Crédito imagem: Bruno Sarraf/EC Vitória

A aleatoriedade do jogo de futebol seguirá intacta até o fim dos tempos. É isso que dá graça ao espetáculo! Uma partida começa e não sabemos o que pode acontecer. As infinitas possibilidades de ação entre vinte e dois jogadores manipulando um objeto pequeno (a bola) em um terreno proporcionalmente imenso ( o campo), coordenando dois alvos (os gols) durante mais de noventa minutos fazem do futebol o esporte mais praticado e amado do mundo!

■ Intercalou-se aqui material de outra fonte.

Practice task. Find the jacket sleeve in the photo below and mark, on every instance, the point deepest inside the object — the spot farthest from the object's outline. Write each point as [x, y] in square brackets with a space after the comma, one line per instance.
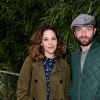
[67, 81]
[24, 80]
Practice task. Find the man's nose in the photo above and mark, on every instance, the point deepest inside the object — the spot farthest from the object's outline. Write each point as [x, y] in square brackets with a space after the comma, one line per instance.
[83, 32]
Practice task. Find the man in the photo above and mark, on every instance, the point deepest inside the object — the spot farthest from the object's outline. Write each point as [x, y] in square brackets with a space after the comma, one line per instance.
[86, 60]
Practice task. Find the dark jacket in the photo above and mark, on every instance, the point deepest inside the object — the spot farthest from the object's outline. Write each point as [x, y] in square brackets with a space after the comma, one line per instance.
[32, 81]
[86, 85]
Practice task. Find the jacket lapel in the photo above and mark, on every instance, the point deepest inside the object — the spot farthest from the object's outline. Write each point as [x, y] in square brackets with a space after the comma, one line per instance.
[57, 66]
[39, 68]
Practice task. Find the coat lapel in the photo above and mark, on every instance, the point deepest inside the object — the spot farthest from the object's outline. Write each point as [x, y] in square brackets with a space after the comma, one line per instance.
[57, 66]
[39, 68]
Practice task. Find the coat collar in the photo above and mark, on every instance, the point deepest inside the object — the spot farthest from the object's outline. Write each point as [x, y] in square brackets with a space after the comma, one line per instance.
[39, 68]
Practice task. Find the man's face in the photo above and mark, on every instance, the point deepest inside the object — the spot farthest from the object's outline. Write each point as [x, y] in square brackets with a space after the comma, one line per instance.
[84, 34]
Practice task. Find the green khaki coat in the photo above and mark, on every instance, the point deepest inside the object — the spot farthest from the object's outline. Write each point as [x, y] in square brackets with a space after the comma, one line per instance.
[32, 81]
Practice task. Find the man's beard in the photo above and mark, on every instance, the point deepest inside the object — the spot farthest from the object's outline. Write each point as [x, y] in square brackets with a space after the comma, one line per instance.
[84, 40]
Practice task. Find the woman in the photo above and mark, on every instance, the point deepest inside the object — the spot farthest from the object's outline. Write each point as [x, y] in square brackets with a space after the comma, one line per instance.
[44, 74]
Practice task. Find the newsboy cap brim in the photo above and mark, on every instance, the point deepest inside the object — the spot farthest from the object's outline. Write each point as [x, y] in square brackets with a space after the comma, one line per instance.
[82, 20]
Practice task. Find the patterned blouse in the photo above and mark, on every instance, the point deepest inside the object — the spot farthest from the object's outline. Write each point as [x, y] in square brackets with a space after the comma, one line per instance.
[48, 66]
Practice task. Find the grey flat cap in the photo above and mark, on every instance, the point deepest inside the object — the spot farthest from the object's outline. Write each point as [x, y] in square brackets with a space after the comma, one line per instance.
[83, 19]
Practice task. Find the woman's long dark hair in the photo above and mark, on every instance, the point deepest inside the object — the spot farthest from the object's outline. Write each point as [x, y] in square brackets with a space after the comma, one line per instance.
[36, 50]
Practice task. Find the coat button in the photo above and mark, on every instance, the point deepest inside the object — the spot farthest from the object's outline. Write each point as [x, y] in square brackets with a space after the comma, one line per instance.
[33, 98]
[35, 80]
[61, 81]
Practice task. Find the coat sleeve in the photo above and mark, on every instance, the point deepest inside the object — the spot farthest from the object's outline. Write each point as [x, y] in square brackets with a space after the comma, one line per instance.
[24, 80]
[67, 81]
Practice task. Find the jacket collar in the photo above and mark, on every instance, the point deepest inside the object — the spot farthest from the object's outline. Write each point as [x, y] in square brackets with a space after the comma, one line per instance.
[39, 68]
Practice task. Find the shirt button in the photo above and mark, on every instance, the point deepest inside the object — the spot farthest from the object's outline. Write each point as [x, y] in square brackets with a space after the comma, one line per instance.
[61, 81]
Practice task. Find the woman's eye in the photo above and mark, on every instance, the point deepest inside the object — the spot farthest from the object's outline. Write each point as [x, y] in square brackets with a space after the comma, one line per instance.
[45, 39]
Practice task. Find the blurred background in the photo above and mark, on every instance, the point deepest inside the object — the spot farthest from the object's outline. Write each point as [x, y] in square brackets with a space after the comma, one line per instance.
[19, 20]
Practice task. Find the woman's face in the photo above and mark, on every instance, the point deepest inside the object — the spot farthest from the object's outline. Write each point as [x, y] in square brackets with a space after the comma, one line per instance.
[49, 43]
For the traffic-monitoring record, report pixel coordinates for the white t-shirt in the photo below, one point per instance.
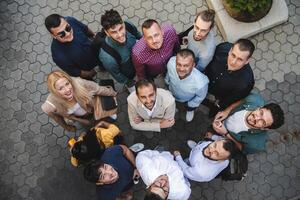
(149, 112)
(236, 123)
(77, 110)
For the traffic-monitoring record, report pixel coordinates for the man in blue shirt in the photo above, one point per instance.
(71, 46)
(113, 174)
(187, 84)
(121, 41)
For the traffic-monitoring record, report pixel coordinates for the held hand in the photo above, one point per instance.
(219, 127)
(176, 153)
(185, 40)
(136, 174)
(222, 115)
(166, 123)
(137, 119)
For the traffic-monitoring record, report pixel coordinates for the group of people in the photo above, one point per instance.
(158, 74)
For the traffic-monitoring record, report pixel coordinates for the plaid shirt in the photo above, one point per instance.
(151, 62)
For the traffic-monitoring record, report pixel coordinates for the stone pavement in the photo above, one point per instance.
(34, 160)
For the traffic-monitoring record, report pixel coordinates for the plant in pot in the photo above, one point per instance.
(247, 10)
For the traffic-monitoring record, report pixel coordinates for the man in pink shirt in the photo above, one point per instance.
(152, 52)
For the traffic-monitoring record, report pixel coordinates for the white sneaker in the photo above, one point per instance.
(131, 89)
(114, 116)
(137, 147)
(189, 116)
(191, 144)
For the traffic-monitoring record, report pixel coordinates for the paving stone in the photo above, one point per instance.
(23, 191)
(23, 158)
(31, 181)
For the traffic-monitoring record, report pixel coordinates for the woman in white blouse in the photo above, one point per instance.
(73, 98)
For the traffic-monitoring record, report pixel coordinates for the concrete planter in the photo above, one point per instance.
(232, 29)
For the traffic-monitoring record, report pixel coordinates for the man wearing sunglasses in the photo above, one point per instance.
(162, 175)
(71, 46)
(247, 123)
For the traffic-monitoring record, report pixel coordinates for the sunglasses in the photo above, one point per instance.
(62, 34)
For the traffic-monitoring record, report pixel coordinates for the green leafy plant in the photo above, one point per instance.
(250, 7)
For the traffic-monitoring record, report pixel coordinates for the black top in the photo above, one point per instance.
(77, 55)
(228, 86)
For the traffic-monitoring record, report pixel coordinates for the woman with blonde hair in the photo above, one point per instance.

Mas como algo inserido dentro de um contexto maior o jogo passa constantemente por evoluções. Não se joga mais como há dez, vinte, trinta anos. A essência do jogo é a mesma, porém como exemplo, trago as implicações do VAR ao esporte: não dá mais pra ludibriar a arbitragem com simulações. Ou o jogador que não tiver noção de tempo e espaço ficará impiedosamente impedido a todo momento. 

E mais do que dentro de campo, a tecnologia traz inúmeras implicações fora dele. São ferramentas que surgem a cada dia, semana e mês com a difícil missão de prever toda essa aleatoriedade e fazer com que uma equipe tenha mais chances de êxito. 

Eu poderia enumerar vários novos elementos e situações, mas vou focar na ciência disponível atualmente para a contratação de jogadores. No futebol “antigo” valia aquele olhar “sobrenatural” de um dirigente e de um olheiro. Hoje a base de dados disponível a um custo relativamente baixo faz com que diversos clubes tenham acesso não só a performance de um jogador com e sem a bola, como também a dados físicos e até ao perfil psicológico de quem se busca contratar.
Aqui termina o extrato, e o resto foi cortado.